HeyCloud
Posts
Text splitting (chunking) for RAG applications

Text splitting (chunking) for RAG applications

How to split text for your RAG applications in a way to preserve semantics

January 31, 2024

Text splitting (chunking) for RAG applications

Context

Text splitting, or chunking, is usually the first step in a RAG (Retrieval Augmented Generation) workflow. It simply means transforming long text documents to smaller chunks that are embedded, indexed, stored then later used for information retrieval.

A typical RAG system

Some “naive chunking strategies” include:

Size-based chunking

You just split the document into chunks of a specific size, regardless of semantics.

Paragraph-based chunking

You split your document based on “end of paragraph” characters, like “\n\n”, “\n”, “;”…etc Obviously, this is an approximation for semantic chunking, where you assume (or hope) that each paragraph is holds semantically distinct information.

Problem

The chunking approaches mentioned above are purely syntactic. However, you would prefer to split your document into semantically distinct chunks.

Why?

Because when you do retrieval (at query time), you would like to return the chunk/chunks that is/are semantically closest to your query. If your chunks are not distinct enough semantically, then you may return information that was not asked for/about in the query, leading to lower quality results and higher LLM hallucination rate.
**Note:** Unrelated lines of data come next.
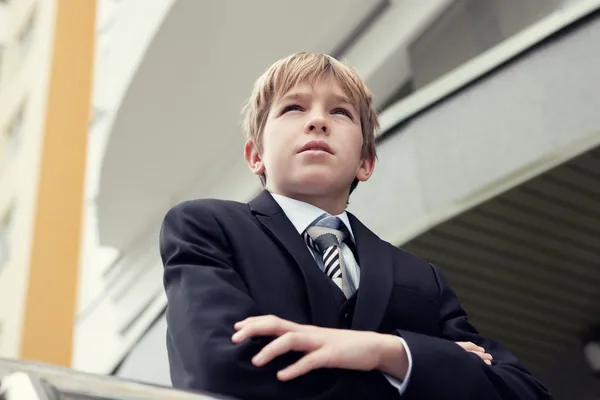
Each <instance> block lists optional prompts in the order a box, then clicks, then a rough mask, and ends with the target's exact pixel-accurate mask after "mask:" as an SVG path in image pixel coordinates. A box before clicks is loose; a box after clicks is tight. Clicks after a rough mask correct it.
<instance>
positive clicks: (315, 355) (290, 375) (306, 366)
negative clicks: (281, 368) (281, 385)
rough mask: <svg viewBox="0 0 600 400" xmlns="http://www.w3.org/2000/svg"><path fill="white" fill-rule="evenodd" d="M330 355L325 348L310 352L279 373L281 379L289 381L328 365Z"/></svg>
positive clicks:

Solution: Semantic Chunking

The following are some strategies for more semantics-aware text splitting.

Sentence clustering-based chunking (needs a better name!):

The idea is to build your semantic chunks from the ground up.

Start with splitting your document into sentences. A sentence is usually a semantic unit as it contains a single idea about a single topic.
Embed the sentences.
Cluster close sentences together forming chunks, while respecting sentence order.

Semantic chunking — semantic sentence clustering

Propositional chunking

The idea is to iteratively build chunks with the help of an external LLM.

Start with a syntactic chunking iteration; Paragraph-based for example.
For each paragraph:
- Generate standalone statements (propositions) using an LLM, with a prompt like “What are topics discussed in this text?” Propositions must be semantically self-contained and distinct statements.
Remove redundant propositions.
Index and store the generated propositions.
At query time, retrieve from the propositions corpus instead of the original documents corpus.
Semantic chunking — propositional chunking

This paper proposes a propositional chunking algorithm that is similar to the one we describe.

https://arxiv.org/pdf/2312.06648.pdf

Conclusion

Naively splitting documents into chunks may result in suboptimal performance in downstream tasks like Q&A. We discussed two semantic chunking approaches that can greatly improve the quality of your RAG system.